Data + App Management
- Added support for authenticated S3 and GCS buckets.
Improvements
SDK
- Enabled conditional use of file-based MinIO secrets.
- Migrated MinIO SDK functionality to HTTP Storage Proxy.
- Enabled the SDK to support datasets with non-text fields for prompting.
- Enabled sequence tagging prompting for Text2Text models via SDK.
Machine Learning: PDF
- Improved PDF rendering performance in Studio.
- Added filter to remove data with parsing issues to the PDF dataset templates.
User Interface
- Added the year to the date format on the application page.

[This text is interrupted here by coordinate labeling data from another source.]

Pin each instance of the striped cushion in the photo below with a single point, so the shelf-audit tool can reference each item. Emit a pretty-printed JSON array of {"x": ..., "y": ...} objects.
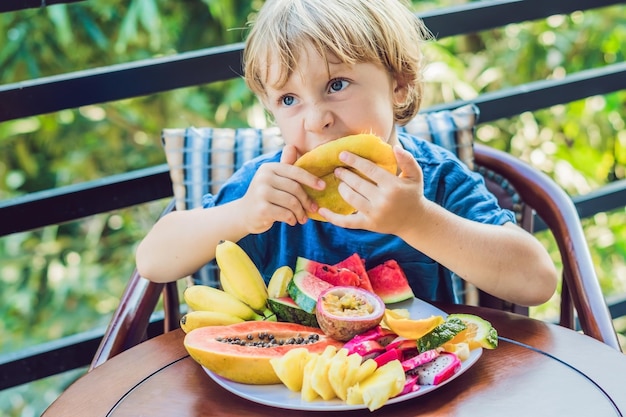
[{"x": 201, "y": 159}]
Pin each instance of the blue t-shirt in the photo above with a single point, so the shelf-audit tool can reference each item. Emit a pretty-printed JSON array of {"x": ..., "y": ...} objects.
[{"x": 447, "y": 182}]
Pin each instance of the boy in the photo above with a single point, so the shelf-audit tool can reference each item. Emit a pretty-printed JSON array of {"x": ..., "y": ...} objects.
[{"x": 325, "y": 70}]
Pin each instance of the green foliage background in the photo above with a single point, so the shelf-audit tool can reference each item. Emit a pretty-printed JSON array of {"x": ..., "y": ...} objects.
[{"x": 65, "y": 279}]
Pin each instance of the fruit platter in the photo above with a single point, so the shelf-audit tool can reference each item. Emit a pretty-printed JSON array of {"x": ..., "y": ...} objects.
[{"x": 326, "y": 337}]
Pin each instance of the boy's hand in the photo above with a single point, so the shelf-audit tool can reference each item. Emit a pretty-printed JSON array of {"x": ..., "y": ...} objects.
[
  {"x": 276, "y": 194},
  {"x": 385, "y": 204}
]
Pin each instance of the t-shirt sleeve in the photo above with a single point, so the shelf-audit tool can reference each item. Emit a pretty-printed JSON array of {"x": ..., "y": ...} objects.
[{"x": 464, "y": 193}]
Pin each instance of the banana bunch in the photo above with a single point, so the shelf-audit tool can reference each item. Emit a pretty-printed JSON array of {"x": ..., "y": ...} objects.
[
  {"x": 213, "y": 307},
  {"x": 239, "y": 276},
  {"x": 243, "y": 298}
]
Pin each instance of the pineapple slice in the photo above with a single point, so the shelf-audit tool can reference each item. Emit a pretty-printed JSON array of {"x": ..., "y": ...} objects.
[
  {"x": 356, "y": 371},
  {"x": 290, "y": 368},
  {"x": 319, "y": 375},
  {"x": 385, "y": 383},
  {"x": 308, "y": 393},
  {"x": 337, "y": 373}
]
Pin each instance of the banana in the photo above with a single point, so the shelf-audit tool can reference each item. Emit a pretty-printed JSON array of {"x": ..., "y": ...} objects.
[
  {"x": 205, "y": 298},
  {"x": 195, "y": 319},
  {"x": 239, "y": 276},
  {"x": 278, "y": 283}
]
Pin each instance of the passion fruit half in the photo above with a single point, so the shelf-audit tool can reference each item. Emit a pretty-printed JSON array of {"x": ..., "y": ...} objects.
[{"x": 343, "y": 312}]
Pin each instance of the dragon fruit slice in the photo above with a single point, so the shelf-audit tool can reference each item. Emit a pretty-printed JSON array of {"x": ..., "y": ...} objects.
[
  {"x": 367, "y": 349},
  {"x": 388, "y": 356},
  {"x": 413, "y": 364},
  {"x": 379, "y": 334},
  {"x": 410, "y": 385},
  {"x": 438, "y": 370},
  {"x": 408, "y": 347}
]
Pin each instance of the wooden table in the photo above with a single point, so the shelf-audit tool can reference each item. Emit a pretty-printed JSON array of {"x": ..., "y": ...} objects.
[{"x": 538, "y": 369}]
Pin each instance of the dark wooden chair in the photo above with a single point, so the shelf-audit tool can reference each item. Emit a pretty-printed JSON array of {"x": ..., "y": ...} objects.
[{"x": 517, "y": 185}]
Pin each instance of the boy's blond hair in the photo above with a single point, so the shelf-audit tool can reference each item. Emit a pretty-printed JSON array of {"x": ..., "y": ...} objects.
[{"x": 384, "y": 32}]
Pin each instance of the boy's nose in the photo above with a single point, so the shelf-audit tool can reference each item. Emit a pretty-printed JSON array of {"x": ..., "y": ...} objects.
[{"x": 318, "y": 118}]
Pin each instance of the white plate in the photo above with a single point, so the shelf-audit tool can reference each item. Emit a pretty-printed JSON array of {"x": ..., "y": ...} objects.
[{"x": 279, "y": 396}]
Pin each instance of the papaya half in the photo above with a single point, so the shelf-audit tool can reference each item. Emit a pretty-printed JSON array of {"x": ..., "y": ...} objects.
[
  {"x": 323, "y": 160},
  {"x": 241, "y": 352}
]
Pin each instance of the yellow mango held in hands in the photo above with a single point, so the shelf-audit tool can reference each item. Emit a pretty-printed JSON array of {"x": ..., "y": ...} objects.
[{"x": 323, "y": 160}]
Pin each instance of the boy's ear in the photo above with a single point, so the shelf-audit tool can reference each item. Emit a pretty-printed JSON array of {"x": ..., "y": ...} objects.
[{"x": 401, "y": 87}]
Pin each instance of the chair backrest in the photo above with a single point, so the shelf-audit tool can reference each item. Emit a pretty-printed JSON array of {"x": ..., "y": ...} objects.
[{"x": 201, "y": 159}]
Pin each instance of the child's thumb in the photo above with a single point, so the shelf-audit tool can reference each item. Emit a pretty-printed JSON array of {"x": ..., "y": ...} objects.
[
  {"x": 289, "y": 155},
  {"x": 407, "y": 164}
]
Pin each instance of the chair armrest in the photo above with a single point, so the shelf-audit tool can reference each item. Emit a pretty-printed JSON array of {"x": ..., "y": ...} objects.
[{"x": 557, "y": 210}]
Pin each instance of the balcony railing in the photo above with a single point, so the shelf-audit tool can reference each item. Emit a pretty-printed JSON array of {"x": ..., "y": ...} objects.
[{"x": 141, "y": 78}]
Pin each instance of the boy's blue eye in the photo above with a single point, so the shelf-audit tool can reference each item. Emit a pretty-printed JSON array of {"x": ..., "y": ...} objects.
[
  {"x": 288, "y": 100},
  {"x": 337, "y": 85}
]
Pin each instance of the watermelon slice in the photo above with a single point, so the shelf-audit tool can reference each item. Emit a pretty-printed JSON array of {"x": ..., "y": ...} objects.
[
  {"x": 329, "y": 273},
  {"x": 356, "y": 264},
  {"x": 287, "y": 310},
  {"x": 305, "y": 288},
  {"x": 390, "y": 283}
]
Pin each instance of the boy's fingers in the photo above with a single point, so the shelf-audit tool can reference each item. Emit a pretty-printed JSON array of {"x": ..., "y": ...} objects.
[{"x": 289, "y": 155}]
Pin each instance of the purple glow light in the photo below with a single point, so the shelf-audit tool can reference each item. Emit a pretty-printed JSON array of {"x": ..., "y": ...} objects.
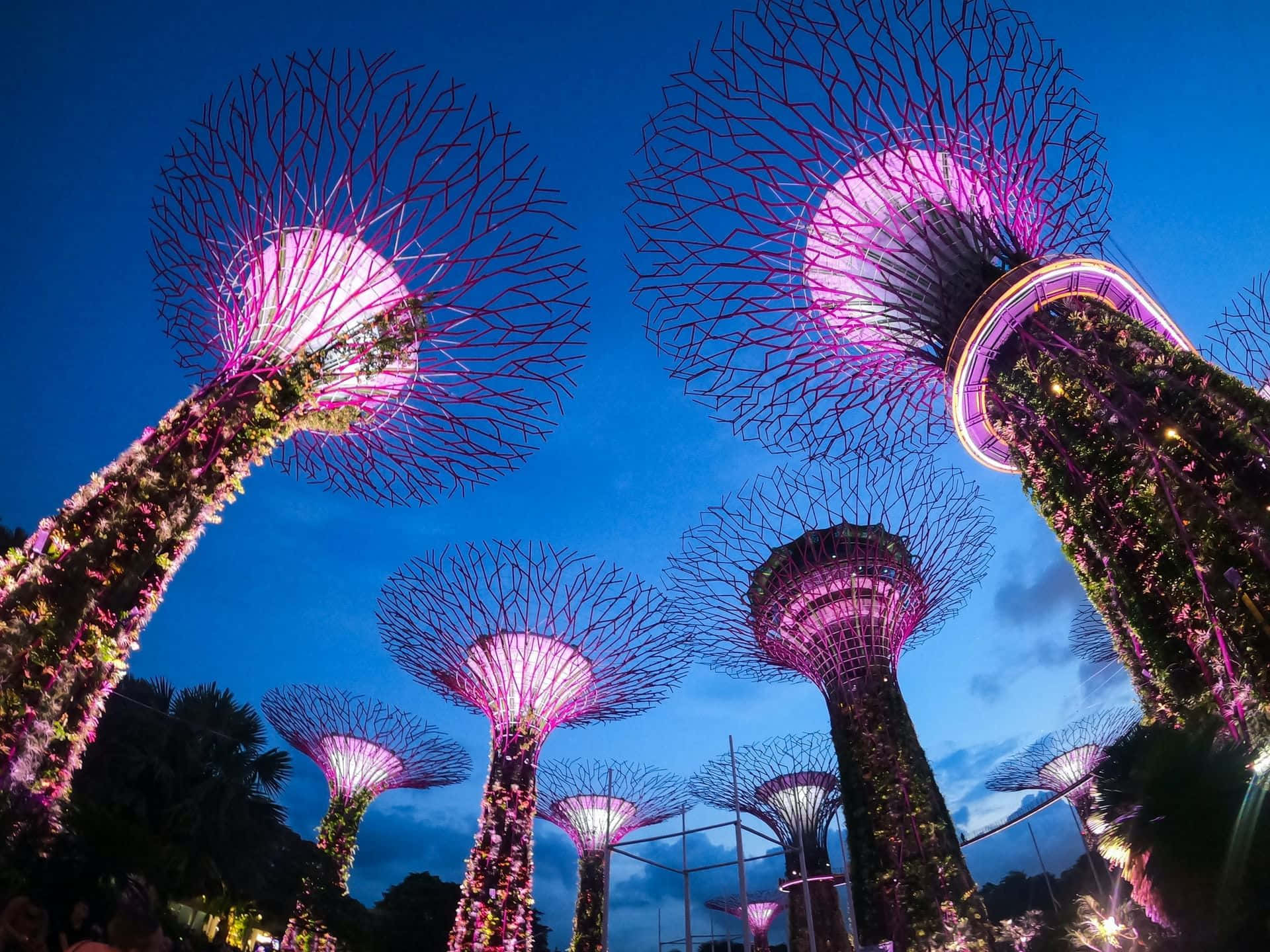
[
  {"x": 355, "y": 764},
  {"x": 597, "y": 820},
  {"x": 799, "y": 797},
  {"x": 892, "y": 230},
  {"x": 526, "y": 680},
  {"x": 306, "y": 287}
]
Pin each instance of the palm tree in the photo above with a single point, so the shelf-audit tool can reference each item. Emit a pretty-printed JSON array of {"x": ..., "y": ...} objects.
[
  {"x": 189, "y": 779},
  {"x": 1171, "y": 804}
]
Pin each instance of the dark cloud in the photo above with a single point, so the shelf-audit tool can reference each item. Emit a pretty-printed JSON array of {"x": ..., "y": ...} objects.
[
  {"x": 1053, "y": 590},
  {"x": 987, "y": 687}
]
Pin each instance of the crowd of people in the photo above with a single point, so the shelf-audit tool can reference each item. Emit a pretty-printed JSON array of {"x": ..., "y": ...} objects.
[{"x": 134, "y": 924}]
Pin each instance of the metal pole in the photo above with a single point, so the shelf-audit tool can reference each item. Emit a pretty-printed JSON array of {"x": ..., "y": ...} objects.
[
  {"x": 1085, "y": 842},
  {"x": 687, "y": 888},
  {"x": 807, "y": 896},
  {"x": 747, "y": 938},
  {"x": 846, "y": 883},
  {"x": 609, "y": 853},
  {"x": 1044, "y": 871}
]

- Improved memory utilization of Studio.
Annotation
- Made word-based label schemas selectable.
- Sorted model and training fields in annotation mode.
- Made annotator names available via tooltip in annotator progress.
Label + Training
- Modified the base behavior of training Transformer models.
Data + Slices
- Added more explanation to
/download
error messages.
Foundation Models
- Displayed abstained examples during prompt previews in sequence tagging.
- Displayed FM outputs for examples during prompt previews in sequence tagging.
- Enabled extraction of multiple entities in sequence tagging.
- Updated the prompt template when the model changed.
- Created prompt templates for sequence tagging.
- Displayed time remaining for in-progress LFs.
- Enabled SageMaker models to be configured with a provider prefix.
- Verified SageMaker authentication setup for fine-tuning.
- Improved performance for preview prompt LFs for all OpenAI models when rate limit values are set. Expect 10x-20x speed improvements.
Known Issues
- When DAG (directed acyclic graph) is stale, users can still make a deployment.
- If labels are added before the primary text field is selected, labels are removed when the primary text field is chosen.
- The Reviewer workflow is broken for sequence tagging overlapping spans.
- "No data found" when applying a filter that yields fewer results than current pagination.
- You cannot switch labels from one label schema to another.